Marnix Wagemaker

During the EIRES Energizing Day on Friday June 23^rd, renowned speakers from within and outside of TU/e presented the latest in energy-related research. Marnix Wagemaker, Professor and head of the section Storage of Electrochemical Energy at TU Delft, introduced the audience into the balancing act of finding new materials for better performing batteries, that are safer and more environmentally friendly.

Marnix Wagemaker received his PhD in Physics from TU Delft, where he has been a full professor and head of the section Storage of Electrochemical Energy Since May 2017. His research is aimed at the development of next generation battery materials.

Whether it is your smartphone, tablet, laptop or electric car: ever more devices are powered by rechargeable batteries. ‘When the lithium-ion battery was invented, we seemed to be about done, since it could be used for all purposes. But the steep growth in the use of these types of batteries is nowhere near sustainable, if only because of the limited amount of lithium the Earth can provide,’ says Marnix Wagemaker. ‘In addition to that, future batteries need to store more energy, charge faster, have a longer lifespan, and be less flammable than preceding generations.’

Three main parts
In his research, Wagemaker works on ‘the active parts of a battery’: the electrodes and the electrolyte. A lithium-ion battery consists of three main parts: an anode, currently made from graphite, a cathode, consisting of a metal oxide, and a liquid electrolyte that allows the charged lithium ions to go from one electrode to the other. The materials the electrodes are made of contain voids where lithium atoms can be stored. The lithium is strongly bound to the metal oxide, whereas in the graphite, the lithium atoms are only loosely bound. This difference results in a chemical potential: the voltage of the battery.

During discharge, lithium atoms in the anode will each give up an electron and travel through the electrolyte to the cathode. When charging, the opposite happens. ‘In our research, we try to optimize several characteristics: we want to improve the energy density, speed up the charging process, increase the lifespan, and minimize the use of critical materials. In addition to that, safety is an issue, since the liquid electrolyte is highly flammable. So we also try to replace that by solid alternatives.’

Swelling silicon
What’s inconvenient though, is that just about every improvement made on one aspect tends to introduce problems with something else, Wagemaker says. ‘For example, to increase the amount of energy that can be stored per kilogram of material, you would want to increase the amount of lithium that can be stashed inside an electrode. In graphite, you can store 1 lithium atom per 6 carbon atoms. When you would trade the graphite for another material like silicon, that storage capacity becomes ten times higher. Why don’t we see any batteries based on silicon then? Because that material comes with its own downside: the more lithium the silicon absorbs, the bigger it gets, until eventually it quite literally breaks. So, in this case, as the energy density grows, the lifespan of the battery decreases.’

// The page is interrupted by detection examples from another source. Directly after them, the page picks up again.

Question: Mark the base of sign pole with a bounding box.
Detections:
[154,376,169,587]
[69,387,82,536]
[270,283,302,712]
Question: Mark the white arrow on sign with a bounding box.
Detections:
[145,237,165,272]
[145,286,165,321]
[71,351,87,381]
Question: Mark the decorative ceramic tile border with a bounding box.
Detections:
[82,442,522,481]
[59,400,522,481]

To study what happens inside the batteries during charging and discharging, Wagemaker makes use of a multitude of operando techniques, ranging from NMR and X-ray to synchrotron based imaging. ‘That way we can see on an atomic level what happens if we start filling our electrodes with lithium. Do the lithium atoms nicely disperse over the entire surface, or do they cluster somewhere? And how does their behavior influence the battery’s performance and lifespan?’

Bigger picture
Even though with these techniques Wagemaker can see the smallest of scales, he never looses sight of the bigger picture. ‘For me, the biggest challenge in battery research is not about expanding the driving range of an electric vehicle. It is about the availability of materials and the CO₂ footprint of battery technology as a whole. Imagine I come up with some ideal material, but it has a huge carbon footprint due to its production process. That is not a sustainable solution, so it will never be used in practice.’ To make sure that in the development of new batteries, all relevant questions are addressed, Wagemaker launched the e4BatteryDelft initiative, which brings together all TU Delft researchers on battery technology.

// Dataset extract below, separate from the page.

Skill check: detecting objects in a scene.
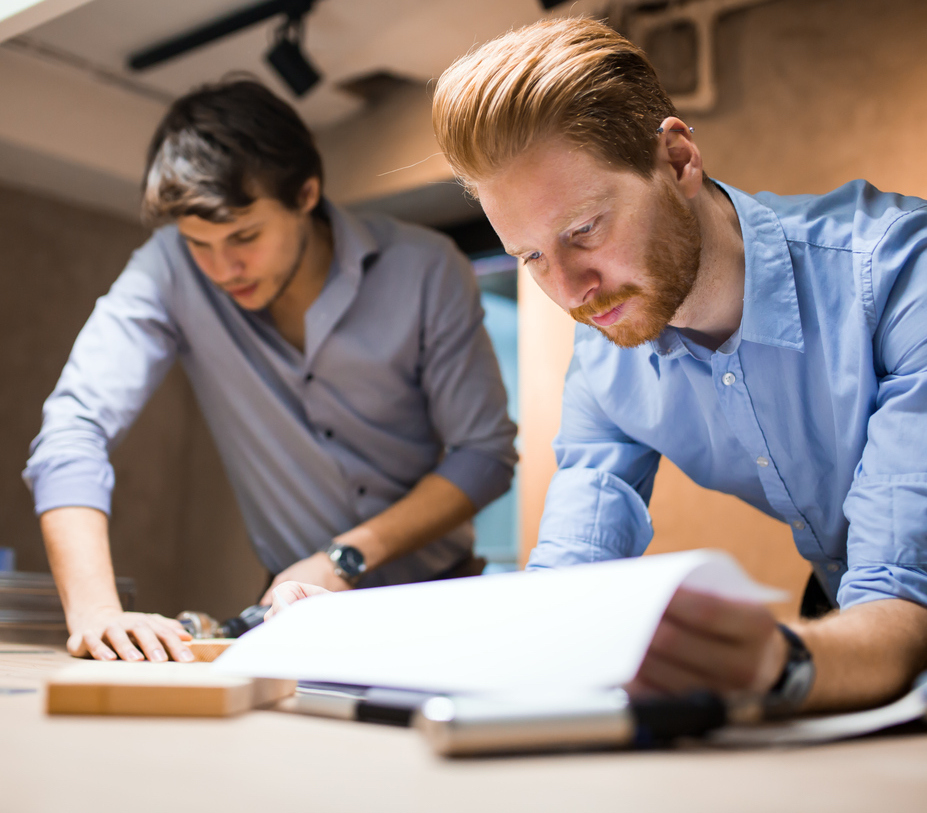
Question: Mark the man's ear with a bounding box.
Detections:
[656,116,702,199]
[298,177,322,214]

When asked to gaze into his crystal ball and predict the future of battery technology, Wagemaker is clear: ‘There is no silver bullet, the ideal solution simply does not exist. So, we have to find the next best compromise. And I am pretty sure that we will end up with a set of different batteries for different applications. The batteries that will power cargo trucks with a limited radius will not be the same as the home battery that stores the excess electricity from the solar panels on your roof. When in the end, my work will turn out to have contributed to new batteries based on non-critical materials with a low carbon footprint and a long lifespan, that can be used to store excess solar and wind energy, I’ll be more than happy.’